Menu
BARKING CATS & DOGS
Storytelling is the comparison I make when explaining how I work/ create a painting. Its making something up, taking the advice of write (paint) about what you know (and care about). Disparate elements of people, places, words, phrases, characters, letters, patterns and design. Borne from a punk ethic and attitude of D-I-Y. Researched from the history of everything I have ever liked visually, aesthetically, intellectually. If that ain't too highfalutin. Copied out and coloured in. Stylistically it could be a comic book, a graphic novel synopsis - such is the influence of Atomic ligne claire Bande Dessinee of Chaland and Torres. Equally it could be the proto-cubist/surrealism of Picabia and Gris with overlapping images merging. The stunningly simplified and deeply humanistic portraiture of Holbein and Rembrandt. Artistic influences are far too numerous and varied but they are just a couple of constants, currently. And of course it's not just individuals - there are genres like early Russian graphics (Stenbergs), Mexican Muralists, vintage travel posters, Warner Bros. Cartoons, Film Noir, Psychedelia, Record & Book Cover art, punk - that's just a few thought bubbles emanating from the top of my head. Taking aspects from some or none of these, it really is a pleasure to sit down, start drawing and make something completely new and original.
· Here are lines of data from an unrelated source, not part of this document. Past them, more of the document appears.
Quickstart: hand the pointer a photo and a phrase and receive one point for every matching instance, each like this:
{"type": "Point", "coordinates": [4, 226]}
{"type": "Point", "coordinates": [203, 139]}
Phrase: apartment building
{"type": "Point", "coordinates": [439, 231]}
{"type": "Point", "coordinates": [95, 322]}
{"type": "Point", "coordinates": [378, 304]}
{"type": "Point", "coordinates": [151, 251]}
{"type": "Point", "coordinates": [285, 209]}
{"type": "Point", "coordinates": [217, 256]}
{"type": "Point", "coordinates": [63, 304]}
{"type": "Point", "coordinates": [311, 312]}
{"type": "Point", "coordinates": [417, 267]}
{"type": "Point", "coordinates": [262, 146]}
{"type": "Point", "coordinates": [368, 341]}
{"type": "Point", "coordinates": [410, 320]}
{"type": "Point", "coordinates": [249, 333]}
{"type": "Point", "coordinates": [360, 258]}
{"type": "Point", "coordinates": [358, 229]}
It all comes together fluidly - one item will suggest another and that in turn will inspire another. Like writing a story there are always elements of editing, revision, rewriting (painting). Helpfully stylistically my paintings are representative of differing graphic elements juxtaposed on a wall - worn, torn and fragmented, forming its own loosely abstract story. So there is no need for clarity, except in the execution of the images and text obviously. Nothing is badly drawn I hope. The transience of memory in images is the point of the story. Each story is made whole from fragments. A highly entertaining page turner - of barking cats and dogs. You just wouldn't want it as a bedtime story.